I disagree. There is no way to do rate limiting and generative AI is slow. This means the API is trivially denial of service attacked.


> it was made 90% by the AI itself

It shows.


Unrelated to the actual site — we’ve been testing a tuned version of airoboros-64b on a H100 cluster as a drop in replacement for Claude-100k and GPT4-32k. It’s performing rather well in the generation of text but the 2k context definitely shows, also the reasoning capabilities just as in LLaMA are suboptimal.

For instance, obtaining JSON structured data from freetext is a rather impossible task.

That said, for summarization of leq 2k token texts the model performs extremely well.

This is mostly due to its unfiltered nature, where there would be clear biases visible in models like falcon-40b-instruct or other LLaMA derivatives.

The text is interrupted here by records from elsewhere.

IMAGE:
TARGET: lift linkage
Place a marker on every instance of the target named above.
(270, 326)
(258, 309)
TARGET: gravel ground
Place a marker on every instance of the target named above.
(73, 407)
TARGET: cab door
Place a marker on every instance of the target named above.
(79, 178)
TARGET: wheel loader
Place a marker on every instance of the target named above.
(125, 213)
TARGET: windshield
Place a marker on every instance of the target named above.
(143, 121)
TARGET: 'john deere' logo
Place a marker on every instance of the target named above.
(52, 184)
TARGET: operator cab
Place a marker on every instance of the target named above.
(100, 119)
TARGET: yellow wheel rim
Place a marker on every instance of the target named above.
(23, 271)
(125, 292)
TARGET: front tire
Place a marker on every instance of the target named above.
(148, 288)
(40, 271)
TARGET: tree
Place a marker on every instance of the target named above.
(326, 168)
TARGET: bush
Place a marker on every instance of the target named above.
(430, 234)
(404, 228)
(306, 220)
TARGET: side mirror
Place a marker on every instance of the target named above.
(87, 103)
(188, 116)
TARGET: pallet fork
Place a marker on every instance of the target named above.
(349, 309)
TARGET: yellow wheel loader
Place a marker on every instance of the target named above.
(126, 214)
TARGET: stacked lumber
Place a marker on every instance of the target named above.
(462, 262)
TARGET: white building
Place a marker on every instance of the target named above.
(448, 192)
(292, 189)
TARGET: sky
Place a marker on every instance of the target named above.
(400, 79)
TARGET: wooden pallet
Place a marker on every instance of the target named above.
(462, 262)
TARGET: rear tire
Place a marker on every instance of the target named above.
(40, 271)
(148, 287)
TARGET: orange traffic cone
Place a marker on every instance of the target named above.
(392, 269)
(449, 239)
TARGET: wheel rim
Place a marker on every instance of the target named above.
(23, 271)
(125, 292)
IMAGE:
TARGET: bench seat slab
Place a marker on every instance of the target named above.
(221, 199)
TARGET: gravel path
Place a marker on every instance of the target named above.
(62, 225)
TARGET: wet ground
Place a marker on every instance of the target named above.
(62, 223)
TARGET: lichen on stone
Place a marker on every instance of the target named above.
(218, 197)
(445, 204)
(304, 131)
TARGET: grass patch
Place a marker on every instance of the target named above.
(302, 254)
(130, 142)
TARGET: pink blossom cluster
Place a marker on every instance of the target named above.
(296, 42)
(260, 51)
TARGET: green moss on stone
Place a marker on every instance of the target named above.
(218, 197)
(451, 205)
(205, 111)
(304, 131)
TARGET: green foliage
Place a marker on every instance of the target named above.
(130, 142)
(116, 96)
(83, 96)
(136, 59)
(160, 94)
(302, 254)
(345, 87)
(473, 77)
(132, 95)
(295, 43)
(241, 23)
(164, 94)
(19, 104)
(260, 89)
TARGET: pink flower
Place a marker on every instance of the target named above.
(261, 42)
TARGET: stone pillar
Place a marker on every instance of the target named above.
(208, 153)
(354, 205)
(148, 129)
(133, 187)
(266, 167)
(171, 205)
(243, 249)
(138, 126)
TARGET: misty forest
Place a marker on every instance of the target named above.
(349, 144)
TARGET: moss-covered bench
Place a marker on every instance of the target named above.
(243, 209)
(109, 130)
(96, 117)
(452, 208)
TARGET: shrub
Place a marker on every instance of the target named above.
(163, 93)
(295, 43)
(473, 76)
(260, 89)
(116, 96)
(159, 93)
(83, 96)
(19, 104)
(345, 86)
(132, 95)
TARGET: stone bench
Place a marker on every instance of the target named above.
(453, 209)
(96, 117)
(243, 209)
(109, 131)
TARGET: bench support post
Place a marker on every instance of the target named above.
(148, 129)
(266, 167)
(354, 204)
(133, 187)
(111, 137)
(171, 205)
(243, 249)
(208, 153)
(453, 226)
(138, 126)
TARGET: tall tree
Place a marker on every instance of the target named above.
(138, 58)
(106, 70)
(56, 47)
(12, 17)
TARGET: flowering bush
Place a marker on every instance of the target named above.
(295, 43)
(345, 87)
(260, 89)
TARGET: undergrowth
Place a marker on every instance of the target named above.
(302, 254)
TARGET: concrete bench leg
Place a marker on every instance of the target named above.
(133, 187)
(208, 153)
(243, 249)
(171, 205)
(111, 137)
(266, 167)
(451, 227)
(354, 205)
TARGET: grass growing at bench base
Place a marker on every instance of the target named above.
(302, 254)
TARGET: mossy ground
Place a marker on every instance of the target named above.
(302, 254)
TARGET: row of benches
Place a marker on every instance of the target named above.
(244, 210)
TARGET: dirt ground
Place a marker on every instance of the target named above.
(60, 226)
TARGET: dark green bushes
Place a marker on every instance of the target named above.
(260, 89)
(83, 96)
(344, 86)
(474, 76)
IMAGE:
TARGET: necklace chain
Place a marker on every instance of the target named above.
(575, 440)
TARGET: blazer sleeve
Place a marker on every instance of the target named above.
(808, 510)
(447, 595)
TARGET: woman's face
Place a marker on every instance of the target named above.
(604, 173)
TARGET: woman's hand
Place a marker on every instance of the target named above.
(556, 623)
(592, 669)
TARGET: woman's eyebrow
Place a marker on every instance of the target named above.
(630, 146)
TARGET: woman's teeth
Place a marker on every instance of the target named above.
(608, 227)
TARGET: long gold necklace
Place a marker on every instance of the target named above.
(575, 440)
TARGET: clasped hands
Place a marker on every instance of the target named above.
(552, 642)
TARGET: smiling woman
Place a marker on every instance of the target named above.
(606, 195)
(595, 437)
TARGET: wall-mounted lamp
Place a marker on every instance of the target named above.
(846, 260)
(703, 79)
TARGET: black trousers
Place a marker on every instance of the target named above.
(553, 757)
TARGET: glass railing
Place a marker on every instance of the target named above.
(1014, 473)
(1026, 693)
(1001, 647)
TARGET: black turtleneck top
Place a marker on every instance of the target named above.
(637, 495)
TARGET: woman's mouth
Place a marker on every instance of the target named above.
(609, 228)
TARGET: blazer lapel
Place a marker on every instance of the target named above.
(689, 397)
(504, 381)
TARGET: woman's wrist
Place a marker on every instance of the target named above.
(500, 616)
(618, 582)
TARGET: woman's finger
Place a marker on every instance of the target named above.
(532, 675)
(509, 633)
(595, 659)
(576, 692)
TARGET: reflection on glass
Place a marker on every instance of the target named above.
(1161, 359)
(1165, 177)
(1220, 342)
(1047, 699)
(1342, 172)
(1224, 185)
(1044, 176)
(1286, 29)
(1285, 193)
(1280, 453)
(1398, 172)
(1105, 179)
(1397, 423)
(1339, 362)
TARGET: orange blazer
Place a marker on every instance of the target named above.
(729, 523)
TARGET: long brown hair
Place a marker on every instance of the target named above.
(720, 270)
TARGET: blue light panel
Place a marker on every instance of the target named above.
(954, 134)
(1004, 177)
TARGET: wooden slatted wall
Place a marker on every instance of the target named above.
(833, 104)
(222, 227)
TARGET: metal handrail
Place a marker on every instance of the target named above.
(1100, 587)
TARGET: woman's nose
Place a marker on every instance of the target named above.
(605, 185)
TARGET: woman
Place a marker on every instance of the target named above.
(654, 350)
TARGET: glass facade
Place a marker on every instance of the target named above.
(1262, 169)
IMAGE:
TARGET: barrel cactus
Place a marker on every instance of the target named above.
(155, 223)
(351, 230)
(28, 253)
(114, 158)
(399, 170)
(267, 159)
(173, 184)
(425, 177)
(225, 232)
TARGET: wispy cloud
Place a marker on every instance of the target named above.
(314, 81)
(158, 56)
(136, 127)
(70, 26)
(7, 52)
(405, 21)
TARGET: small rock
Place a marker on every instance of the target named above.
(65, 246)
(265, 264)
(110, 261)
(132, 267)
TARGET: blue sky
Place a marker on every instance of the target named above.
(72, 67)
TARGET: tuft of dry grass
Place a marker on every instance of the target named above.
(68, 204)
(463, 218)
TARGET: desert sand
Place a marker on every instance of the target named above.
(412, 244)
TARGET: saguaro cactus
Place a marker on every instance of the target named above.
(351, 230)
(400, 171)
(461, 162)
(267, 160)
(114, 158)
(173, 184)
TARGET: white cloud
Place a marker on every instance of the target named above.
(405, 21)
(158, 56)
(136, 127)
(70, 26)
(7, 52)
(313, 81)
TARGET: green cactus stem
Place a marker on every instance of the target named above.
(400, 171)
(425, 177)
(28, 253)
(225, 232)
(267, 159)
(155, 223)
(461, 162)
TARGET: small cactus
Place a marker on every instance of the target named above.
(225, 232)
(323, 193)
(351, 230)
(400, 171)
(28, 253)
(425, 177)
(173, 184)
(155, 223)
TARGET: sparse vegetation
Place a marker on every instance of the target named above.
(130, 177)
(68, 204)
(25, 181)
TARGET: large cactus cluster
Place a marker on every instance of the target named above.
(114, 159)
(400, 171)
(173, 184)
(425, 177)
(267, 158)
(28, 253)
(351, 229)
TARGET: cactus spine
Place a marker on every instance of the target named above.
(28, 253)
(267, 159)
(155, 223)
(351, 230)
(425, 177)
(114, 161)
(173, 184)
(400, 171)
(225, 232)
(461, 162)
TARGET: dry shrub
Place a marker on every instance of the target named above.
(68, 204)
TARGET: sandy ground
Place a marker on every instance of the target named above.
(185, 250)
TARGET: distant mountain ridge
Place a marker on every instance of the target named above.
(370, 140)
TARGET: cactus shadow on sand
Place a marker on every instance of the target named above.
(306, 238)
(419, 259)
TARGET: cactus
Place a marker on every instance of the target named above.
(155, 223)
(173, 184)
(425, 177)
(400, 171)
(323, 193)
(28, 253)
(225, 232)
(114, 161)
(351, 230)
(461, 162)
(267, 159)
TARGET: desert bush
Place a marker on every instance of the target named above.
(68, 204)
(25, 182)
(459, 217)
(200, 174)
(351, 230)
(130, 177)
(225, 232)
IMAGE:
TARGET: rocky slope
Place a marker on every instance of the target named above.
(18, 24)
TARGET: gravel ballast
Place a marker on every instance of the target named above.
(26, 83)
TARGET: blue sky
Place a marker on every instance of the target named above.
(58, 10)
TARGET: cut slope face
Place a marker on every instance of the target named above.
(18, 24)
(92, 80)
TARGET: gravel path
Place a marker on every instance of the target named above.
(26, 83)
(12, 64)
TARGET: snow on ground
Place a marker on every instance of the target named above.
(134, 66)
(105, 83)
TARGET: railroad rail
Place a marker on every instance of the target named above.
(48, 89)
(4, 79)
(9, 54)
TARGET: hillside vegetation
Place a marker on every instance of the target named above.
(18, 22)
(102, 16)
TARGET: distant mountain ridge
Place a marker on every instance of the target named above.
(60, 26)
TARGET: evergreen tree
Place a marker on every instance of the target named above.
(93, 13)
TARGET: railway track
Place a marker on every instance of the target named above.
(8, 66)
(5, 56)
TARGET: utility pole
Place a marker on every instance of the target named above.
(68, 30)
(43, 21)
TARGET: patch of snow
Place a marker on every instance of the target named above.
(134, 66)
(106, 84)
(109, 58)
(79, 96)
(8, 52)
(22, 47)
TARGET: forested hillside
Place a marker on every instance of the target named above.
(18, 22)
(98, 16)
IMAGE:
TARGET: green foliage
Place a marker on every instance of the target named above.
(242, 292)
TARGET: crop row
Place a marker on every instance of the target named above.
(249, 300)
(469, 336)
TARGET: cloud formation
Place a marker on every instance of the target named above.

Interesting. Since I'm behind Tor I will probably pick my own https client for sending json requests, instead of trusting this python client.

How will you ban bad actors if there's no keys and no registration?


Sure, the API is a very simple json request.

Currently, registration is needed for the sharing of AIs, as you rightly mentioned, to prevent malicious individuals from distributing malware links. However, accessing the AIs does not necessitate registration. This is because, depending on your definition of "bad actors," users have limitations in terms of what they can presently accomplish with an AI, even in an uncensored state.


But they can stress your servers with tons of requests. The point of requiring registration is usually to prevent DoS, not to prevent the models from being used for certain purposes.


I can handle that with automatic throttling, unless you want to spend a lot of resources doing a malicious attack.


> unless you want to spend a lot of resources doing a malicious attack

I don't want to perform an attack at all. I just think you probably underestimate the resources that any random darknet hacker possesses.


You can easily limit the damage with a Captcha or similar. Anyway, it survived being in the from page of Hacker News for a couple hours, so I think it's fine.


Could you put a license on https://github.com/ortegaalfredo/neuroengine/blob/main/neuro... ? I'd love to include it in some code I'm writing but I can't if it doesn't have a clear license.


Added the 2-clause BSD license. Thank you for bringing it to my attention.


Is API documentation planned? i.e. I should be able to write a client library in Rust without ever looking at Python code.


Yes, it's coming tomorrow.


So where is it?


No only are there ethical and privacy concerns about how we use your data, we're also now completely untraceable!


There will always be a delicate equilibrium between freedom and security. This site provides a greater degree of freedom compared to other services; however, it still necessitates registration for the purpose of sharing AIs. If you employ it to disseminate malware links, you will promptly face a ban. Nevertheless, apart from potential throttling in the event of excessive usage, there are no other restrictions imposed.


Yeah but what do you do with the data people send you


Currently I do not store any logs, nor I have any use for them. But you should not have to trust my word.

I can guarantee that if you use TOR, I do not have your IP or any other info that can be used to identify any client.